Para se realizar este desafio, o Papa Francisco, na homilia da eucaristia com os bispos nas Jornadas Mundiais da Juventude do Brasil, no passado mês de Julho, desafiava-nos a promover a “cultura do encontro”. Infelizmente, hoje em dia parece que já não há tempo e espaço para estar com o outro, nomeadamente o idoso, o portador de deficiência física/mental, o filho indesejado, o desempregado, o pobre… porque estamos demasiado presos a dois dogmas modernos: a eficiência e o pragmatismo. [5] Perante isto, só o encontro sadio com os mais frágeis pode ser um testemunho válido capaz de desautorizar a lógica do lucro que orienta o núcleo duro da nossa sociedade, por vezes duma maneira ambígua e sem a mínima referência de valores.
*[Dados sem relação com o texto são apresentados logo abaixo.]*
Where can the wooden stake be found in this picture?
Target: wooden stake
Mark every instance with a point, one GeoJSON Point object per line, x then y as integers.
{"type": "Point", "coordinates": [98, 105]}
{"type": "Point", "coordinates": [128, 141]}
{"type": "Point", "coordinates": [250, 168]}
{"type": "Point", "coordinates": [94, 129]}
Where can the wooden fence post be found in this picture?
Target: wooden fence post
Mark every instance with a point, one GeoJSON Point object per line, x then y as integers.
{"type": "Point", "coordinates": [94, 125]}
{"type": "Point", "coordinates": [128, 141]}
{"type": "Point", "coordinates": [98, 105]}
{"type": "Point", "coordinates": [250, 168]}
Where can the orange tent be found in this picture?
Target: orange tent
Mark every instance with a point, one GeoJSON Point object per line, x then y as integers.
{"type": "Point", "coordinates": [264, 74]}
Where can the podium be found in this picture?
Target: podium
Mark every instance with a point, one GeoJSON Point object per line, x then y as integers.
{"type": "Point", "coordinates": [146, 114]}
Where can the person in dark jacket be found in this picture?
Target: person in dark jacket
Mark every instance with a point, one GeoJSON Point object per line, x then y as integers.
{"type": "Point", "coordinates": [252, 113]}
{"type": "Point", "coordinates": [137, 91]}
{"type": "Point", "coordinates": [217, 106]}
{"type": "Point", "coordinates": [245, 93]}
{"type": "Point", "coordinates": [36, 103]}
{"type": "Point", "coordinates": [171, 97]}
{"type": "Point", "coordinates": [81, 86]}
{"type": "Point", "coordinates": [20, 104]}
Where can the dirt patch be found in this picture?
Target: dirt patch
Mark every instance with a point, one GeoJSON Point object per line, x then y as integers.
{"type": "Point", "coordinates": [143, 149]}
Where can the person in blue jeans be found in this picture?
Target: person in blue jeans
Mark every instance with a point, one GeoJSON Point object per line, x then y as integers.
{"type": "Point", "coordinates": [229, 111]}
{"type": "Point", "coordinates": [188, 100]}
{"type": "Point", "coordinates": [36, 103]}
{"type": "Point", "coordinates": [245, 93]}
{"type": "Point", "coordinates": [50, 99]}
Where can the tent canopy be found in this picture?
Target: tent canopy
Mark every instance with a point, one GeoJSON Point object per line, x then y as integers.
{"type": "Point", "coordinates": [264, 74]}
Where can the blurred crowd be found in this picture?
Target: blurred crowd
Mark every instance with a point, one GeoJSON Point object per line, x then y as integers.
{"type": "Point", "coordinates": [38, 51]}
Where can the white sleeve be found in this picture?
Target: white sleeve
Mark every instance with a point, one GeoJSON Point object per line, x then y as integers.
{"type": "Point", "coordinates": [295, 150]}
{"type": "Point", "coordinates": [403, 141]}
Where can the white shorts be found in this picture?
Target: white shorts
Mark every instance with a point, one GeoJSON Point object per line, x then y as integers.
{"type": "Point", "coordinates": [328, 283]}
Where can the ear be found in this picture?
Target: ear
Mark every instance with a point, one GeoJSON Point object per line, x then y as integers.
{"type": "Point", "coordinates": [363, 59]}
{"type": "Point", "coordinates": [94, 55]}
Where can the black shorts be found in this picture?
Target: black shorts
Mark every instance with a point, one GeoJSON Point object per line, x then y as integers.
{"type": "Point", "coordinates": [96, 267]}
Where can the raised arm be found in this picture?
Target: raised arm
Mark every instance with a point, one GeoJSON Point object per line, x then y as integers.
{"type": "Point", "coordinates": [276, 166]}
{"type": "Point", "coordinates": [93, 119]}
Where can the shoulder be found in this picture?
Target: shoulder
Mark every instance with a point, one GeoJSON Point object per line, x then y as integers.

5. Para terminar, à Universidade Católica, mais do que impor verdades de fé, é-lhe exigido que forme os seus alunos para esta cultura do encontro, que para muitos não deverá esconder o testemunho da mesma e que certamente será uma marca que fará toda a diferença. Por fim, fica no ar a pergunta: se os primeiros cristãos conseguiram transformar um império inteiro, porque é que os nossos jovens alunos e professores não haverão também de conseguir mudar um pequeno país como o nosso?

+ Jorge Ortiga, A. P., 15 de Outubro de 2013,

Aula Magna da Faculdade de Filosofia - UCP.



[1] Cf. Armando Matteo, A primeira geração incrédula, 59.

[2] Cf. Idem, 63.

[3] Cf. Lumen Fidei, 4.

[4] Cf. Artigo de Luigino Bruni, Avvenire, 15 de Setembro de 2013.

[5] Cf. Papa Francisco, Homilia na Eucaristia com os Bispos na JMJ-Brasil, 27 de Julho de 2013.